THE PLAINSMAN: In one episode of your show on Right Side Broadcast you had said that you didn't want CNN to be more honest, you wanted 'the people that run CNN to be arrested, deported or hanged.' I think the Network later apologized for that, but do you regret saying that or do you still believe that?

FUENTES: I regret nothing. Maybe I should have phrased it in a different way. And I did rephrase it in the next episode, but the sentiment was there. The sentiment was that the people that are running our country, the people that are running the media, the people that are running the government, the people who run Wall Street, the ruling cartel, the ruling elite, they know perfectly well what they're doing to the country. They're destroying it from the inside out. They know it. The sentiment was that it's not so simple that people on CNN are biased. It's not that we want them to be unbiased. It's that people who want to ruin our country, there has to be serious consequences. That means that Hillary Clinton going to jail. That means people in the press who are supposedly supposed to be protecting the country face some consequences for their actions. While that didn't constitute a direct threat to CNN, perhaps that was rhetoric, I will say the sentiment remains.

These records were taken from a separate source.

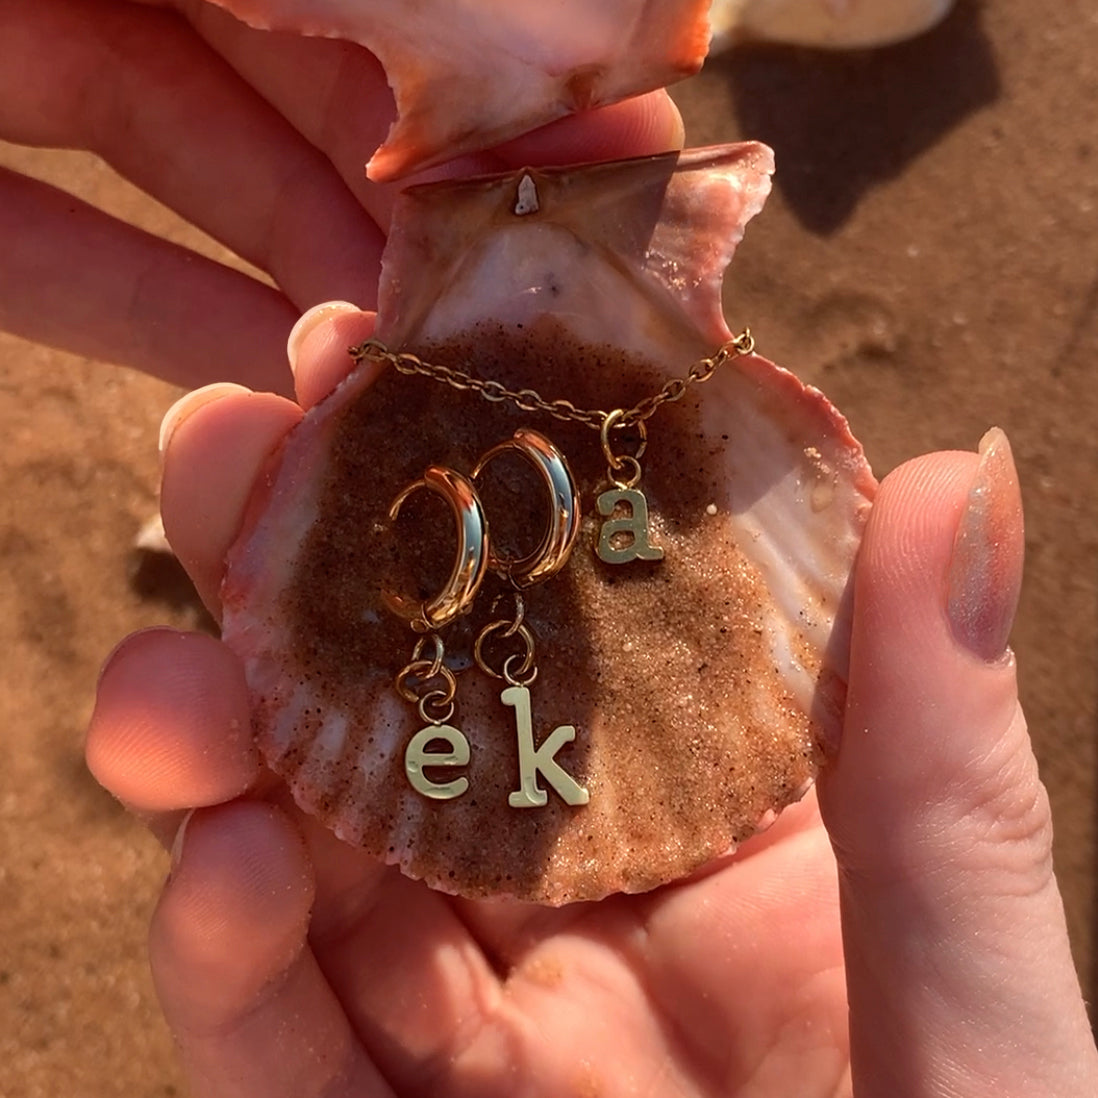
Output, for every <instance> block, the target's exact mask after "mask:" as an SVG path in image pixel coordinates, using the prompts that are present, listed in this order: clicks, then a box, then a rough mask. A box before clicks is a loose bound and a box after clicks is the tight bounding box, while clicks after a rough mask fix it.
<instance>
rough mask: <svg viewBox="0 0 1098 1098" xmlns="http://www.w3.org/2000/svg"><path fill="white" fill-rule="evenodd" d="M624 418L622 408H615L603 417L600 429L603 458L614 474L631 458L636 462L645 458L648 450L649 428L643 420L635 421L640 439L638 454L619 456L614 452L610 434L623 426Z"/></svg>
mask: <svg viewBox="0 0 1098 1098" xmlns="http://www.w3.org/2000/svg"><path fill="white" fill-rule="evenodd" d="M624 418H625V412H624V411H623V410H621V408H615V410H614V411H613V412H607V414H606V415H605V416H604V417H603V423H602V426H601V427H600V428H598V441H600V445H601V446H602V448H603V456H604V457H605V458H606V461H607V463H608V464H609V467H610V469H612V470H613V471H614V472H617V471H618V470H619V469H620V468H621V467H623V464H625V463H626V462H627V461H628V460H629V458H630V457H631V458H632V460H634V462H638V461H640V459H641V458H642V457H643V456H645V450H647V449H648V428H647V427H646V426H645V421H643V419H637V421H635V424H636V427H637V438H638V444H637V452H636V453H632V455H617V453H615V452H614V447H613V446H610V432H612V430H614V428H615V427H619V426H623V423H621V421H623V419H624ZM638 468H639V467H638Z"/></svg>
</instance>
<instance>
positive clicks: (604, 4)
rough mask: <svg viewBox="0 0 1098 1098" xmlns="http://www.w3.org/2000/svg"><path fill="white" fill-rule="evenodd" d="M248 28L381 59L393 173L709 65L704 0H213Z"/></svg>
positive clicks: (502, 141) (390, 157) (687, 73)
mask: <svg viewBox="0 0 1098 1098" xmlns="http://www.w3.org/2000/svg"><path fill="white" fill-rule="evenodd" d="M214 2H215V3H219V4H221V7H223V8H227V9H228V10H229V11H232V12H233V13H234V14H235V15H236V16H237V18H238V19H240V20H243V21H244V22H246V23H249V24H250V25H253V26H257V27H264V29H271V30H280V31H295V32H298V33H300V34H307V35H316V36H321V37H329V38H345V40H348V41H351V42H357V43H359V44H361V45H363V46H366V47H367V48H368V49H369V51H370V52H371V53H373V54H374V55H376V56H377V57H378V58H379V60H380V61H381V64H382V65H383V66H384V69H385V76H386V78H388V80H389V83H390V86H391V87H392V89H393V94H394V97H395V99H396V112H397V120H396V122H395V124H394V125H393V128H392V131H391V132H390V134H389V137H388V139H386V141H385V143H384V144H383V145H382V146H381V148H379V149H378V152H377V153H376V154H374V156H373V158H372V159H371V160H370V164H369V167H368V171H369V175H370V178H372V179H378V180H385V179H393V178H395V177H399V176H403V175H406V173H408V172H410V171H413V170H415V169H417V168H424V167H428V166H430V165H433V164H437V163H440V161H442V160H448V159H450V158H451V157H455V156H458V155H459V154H461V153H469V152H474V150H477V149H481V148H488V147H489V146H491V145H495V144H498V143H500V142H503V141H506V139H507V138H509V137H515V136H517V135H518V134H522V133H526V132H527V131H528V130H533V128H535V127H536V126H539V125H542V124H544V123H547V122H551V121H553V120H554V119H559V117H562V116H563V115H565V114H568V113H570V112H572V111H576V110H585V109H589V108H592V107H600V105H602V104H605V103H613V102H616V101H617V100H619V99H625V98H627V97H629V96H636V94H639V93H640V92H643V91H650V90H652V89H654V88H662V87H664V86H665V85H669V83H673V82H674V81H675V80H680V79H682V78H683V77H685V76H690V75H691V74H692V72H696V71H697V69H699V68H701V67H702V61H703V60H704V59H705V54H706V51H707V48H708V45H709V24H708V20H707V18H706V13H707V10H708V0H598V2H597V3H592V2H591V0H552V2H545V0H414V2H413V0H214Z"/></svg>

THE PLAINSMAN: RSBN is based in Auburn. Did that play any role in you choosing to come here or wanting to come here?

FUENTES: No, no. Like I said, it was one of my first choices before RSBN even existed when I graduated from Auburn.


THE PLAINSMAN: Have you applied? When do you plan on applying?

FUENTES: I have and I've already been admitted. It's just a matter of getting over there.


THE PLAINSMAN: When did you apply?

FUENTES: I applied, I believe, in May. I applied in May.